Faster YAML with byte processing

As noted in my last post, I have started work on converting JvYAML into JvYAMLb. Right now I have finished the work on the Scanner and the Parser, and it’s looking quite good. The numbers I reported in the last post for regular JvYAML performance was wrong though. We’re looking at about 7.8s to 10.0s for scanning that 3.5MB gemspec file. (And that’s only the scanning, not file IO). But with the Scanner converted to use bytes and ByteList, the same processing takes 2.8s. That’s a substantial difference. But it doesn’t end with that.

As I said I also converted the Parser. It doesn’t do any String processing at all, so I didn’t expect either a speedup or slowdown except for that from the Scanner. But… Before, parsing the gemspec took 18.515s, but after, it runs in 4s. That’s a dramatic speedup, and I don’t really know where it comes from. Unless the earlier implementation generated so much more garbage, and used more memory, that it was noticeable in speed. Anyway, this looks good for JRuby YAML processing, since I expect big reductions in complexity in the callpath and generation of objects after the YAML processor is byted all the way through.

But tomorrow it’s time to work on the Resolver, and that’s going to be hard. Optimally, it would be nice to have a byte-based Regexp engine. And maybe that would be something for JRuby too, know? Our Regular Expressions must be dead slow now that they have to convert to strings all the time.

Announcing JvYAMLb, a fork

The conversion to using byte-arrays as the basis of our String work in JRuby has led me to realize that JvYAML just doesn’t cut it anymore. The performance wasn’t good to begin with, and it’s even worse having to convert EVERY SINGLE STRING read into bytes. That’s no good. As an example why something needs to be done I’m going to describe the transformations that happen to data in JRuby if executing this code:

YAML.load_file "gems.yml"

First, the file is opened, and wrapped inside a RandomAccessFile. Then data is read from it by YAML. Reading will proceed like this:
1. Bytes are read through the RAF, hopefully in chunks.
2. Those bytes are wrapped in a RubyString so they can be returned from the IO#read method.
3. An IOReader wraps that RubyIO object, gets the RubyString and converts it from bytes into a String, and this String gets converted into a char array.
4. That char array is returned to the YAML Scanner.
5. The chars from the char array is collected in a StringBuffer, and saved in various Strings as token values.
6. The parser, resolver and constructor work on these Strings in various ways.
7. The JRubyConstructor takes these Strings and creates RubyString objects from them and in the process converting the String back to a byte array.

Is there any doubt that this process is slow?
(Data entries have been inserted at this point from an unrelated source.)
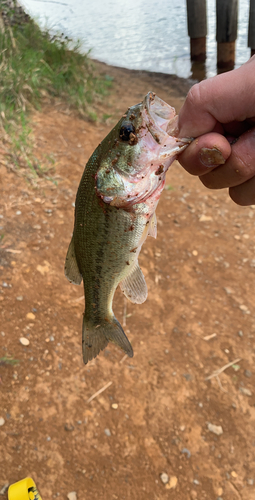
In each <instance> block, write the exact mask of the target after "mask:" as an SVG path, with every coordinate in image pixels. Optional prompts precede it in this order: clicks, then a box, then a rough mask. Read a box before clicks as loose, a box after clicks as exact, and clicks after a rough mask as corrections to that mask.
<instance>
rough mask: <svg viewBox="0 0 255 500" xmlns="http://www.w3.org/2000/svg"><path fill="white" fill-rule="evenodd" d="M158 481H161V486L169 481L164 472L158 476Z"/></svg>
mask: <svg viewBox="0 0 255 500" xmlns="http://www.w3.org/2000/svg"><path fill="white" fill-rule="evenodd" d="M160 479H161V481H162V483H163V484H167V483H168V481H169V477H168V475H167V474H166V472H162V474H160Z"/></svg>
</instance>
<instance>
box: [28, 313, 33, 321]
mask: <svg viewBox="0 0 255 500" xmlns="http://www.w3.org/2000/svg"><path fill="white" fill-rule="evenodd" d="M26 318H27V319H32V320H33V319H35V314H33V313H27V314H26Z"/></svg>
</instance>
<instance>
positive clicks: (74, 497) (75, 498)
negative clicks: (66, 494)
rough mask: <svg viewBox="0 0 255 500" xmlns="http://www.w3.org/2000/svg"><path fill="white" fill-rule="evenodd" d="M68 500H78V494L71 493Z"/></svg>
mask: <svg viewBox="0 0 255 500" xmlns="http://www.w3.org/2000/svg"><path fill="white" fill-rule="evenodd" d="M67 498H68V500H77V493H76V491H70V493H68V494H67Z"/></svg>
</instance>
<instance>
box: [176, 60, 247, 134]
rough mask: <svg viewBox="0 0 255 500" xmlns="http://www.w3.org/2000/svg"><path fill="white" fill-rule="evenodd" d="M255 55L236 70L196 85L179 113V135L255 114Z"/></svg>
mask: <svg viewBox="0 0 255 500" xmlns="http://www.w3.org/2000/svg"><path fill="white" fill-rule="evenodd" d="M254 72H255V56H253V57H252V58H251V59H249V61H248V62H247V63H245V64H243V66H241V67H240V68H238V69H235V70H233V71H229V72H227V73H223V74H221V75H217V76H214V77H212V78H209V79H208V80H203V81H202V82H200V83H197V84H196V85H194V86H193V87H192V88H191V89H190V91H189V93H188V95H187V98H186V101H185V103H184V105H183V106H182V108H181V110H180V113H179V122H178V124H179V137H198V136H200V135H203V134H206V133H208V132H211V131H213V129H214V127H215V125H216V124H217V123H218V122H219V123H222V124H224V123H230V122H233V121H235V120H236V121H244V120H246V119H250V118H253V117H254V116H255V93H254V84H255V76H254V75H255V73H254Z"/></svg>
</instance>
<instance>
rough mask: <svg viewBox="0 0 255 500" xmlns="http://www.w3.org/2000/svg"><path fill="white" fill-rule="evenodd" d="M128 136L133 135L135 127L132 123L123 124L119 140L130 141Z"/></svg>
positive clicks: (133, 134)
mask: <svg viewBox="0 0 255 500" xmlns="http://www.w3.org/2000/svg"><path fill="white" fill-rule="evenodd" d="M130 134H133V135H135V127H134V125H133V123H124V125H122V127H121V129H120V135H119V137H120V139H121V140H122V141H129V140H130V139H131V137H132V136H131V137H130Z"/></svg>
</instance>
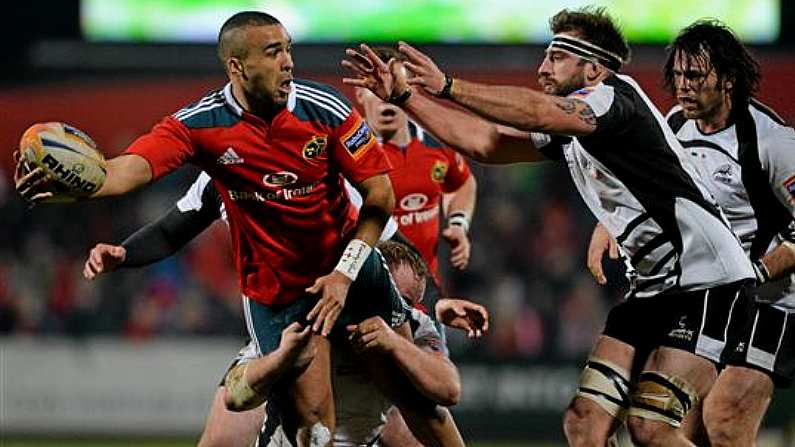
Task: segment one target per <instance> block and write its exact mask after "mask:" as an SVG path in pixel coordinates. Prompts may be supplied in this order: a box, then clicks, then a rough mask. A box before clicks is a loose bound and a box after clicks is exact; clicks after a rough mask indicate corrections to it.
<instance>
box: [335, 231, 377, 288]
mask: <svg viewBox="0 0 795 447" xmlns="http://www.w3.org/2000/svg"><path fill="white" fill-rule="evenodd" d="M371 251H373V247H371V246H369V245H367V242H365V241H363V240H361V239H351V241H350V242H348V246H347V247H345V251H344V252H342V257H340V262H338V263H337V266H336V267H334V270H336V271H338V272H340V273H342V274H343V275H345V276H347V277H348V278H350V280H351V281H356V277H357V276H359V270H361V269H362V266H363V265H364V262H365V261H367V257H368V256H370V252H371Z"/></svg>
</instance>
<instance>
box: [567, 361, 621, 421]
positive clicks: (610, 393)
mask: <svg viewBox="0 0 795 447" xmlns="http://www.w3.org/2000/svg"><path fill="white" fill-rule="evenodd" d="M629 388H630V385H629V372H628V371H627V370H625V369H624V368H621V367H620V366H618V365H616V364H614V363H612V362H609V361H607V360H602V359H597V358H591V359H589V360H588V363H587V364H586V365H585V369H583V371H582V375H581V376H580V384H579V386H578V387H577V396H578V397H582V398H584V399H588V400H591V401H593V402H595V403H596V404H597V405H599V406H600V407H602V408H603V409H604V410H605V411H607V412H608V413H610V414H611V415H612V416H613V417H614V418H616V419H619V420H622V421H623V420H624V418H625V417H626V412H627V410H628V409H629V406H630V398H629V396H630V392H629Z"/></svg>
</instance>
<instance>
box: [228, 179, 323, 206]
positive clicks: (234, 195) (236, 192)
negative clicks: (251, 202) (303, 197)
mask: <svg viewBox="0 0 795 447" xmlns="http://www.w3.org/2000/svg"><path fill="white" fill-rule="evenodd" d="M319 183H320V182H315V183H312V184H310V185H306V186H301V187H300V188H282V189H278V190H276V191H233V190H229V198H230V199H232V200H233V201H235V202H238V201H251V202H274V201H283V200H293V199H296V198H299V197H303V196H307V195H309V194H310V193H311V192H312V191H314V190H315V188H317V185H318V184H319Z"/></svg>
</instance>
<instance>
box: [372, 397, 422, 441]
mask: <svg viewBox="0 0 795 447" xmlns="http://www.w3.org/2000/svg"><path fill="white" fill-rule="evenodd" d="M378 443H379V444H380V445H381V446H383V447H422V443H420V441H418V440H417V438H415V437H414V435H413V434H412V433H411V430H409V427H408V426H407V425H406V421H404V420H403V416H402V415H401V414H400V410H398V409H397V407H392V408H390V409H389V411H387V416H386V424H385V425H384V429H383V430H381V436H380V437H379V439H378Z"/></svg>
Well, it hasn’t been that big of a problem until now, since we are doing so well on performance in other parts of the system.

So, the radical decision is to rewrite JvYAML, making it more SYCK-compliant, working with InputStreams and byte-arrays, and in the process get away from several of the steps above. So that’s what I’m going to do. I hereby create JvYAMLb. It will only be a part of the JRuby codebase, but it will be reasonably separate, so it can be extracted for other purposes. I will not stop work on regular JvYAML, but will maintain both projects.

Since the objective of this new project is blazing speed, I will post some numbers on this now and again. But first I will show you the speed of the regular system. JvYAML’s Scanner can scan an old gem source index (about 3.5MB) of 435654 tokens in about 1654ms. This is the baseline I’m going to use to test performance, and I’ll post more on this as soon as the byte-based Scanner is ready to try out.

Bytes bites. Or maybe not.

Well, the byte arrays are in, for good and evil. We had to wrap them in a counterpart to StringBuffer, but backed by byte[] instead, since all that explicit allocation and deallocation was way unperformant.

Of course, we aren’t seeing any performance benefits from this right now. The problem is that there is still many places that use IRubyObject#toString to get at the contents. That operation is very expensive right now, so gem installs are slower, for example. But we have good hopes on improving the situation, and many parts of the codebase have become much clearer without the need to do String-to-byte[] and byte[]-to-String all over the place.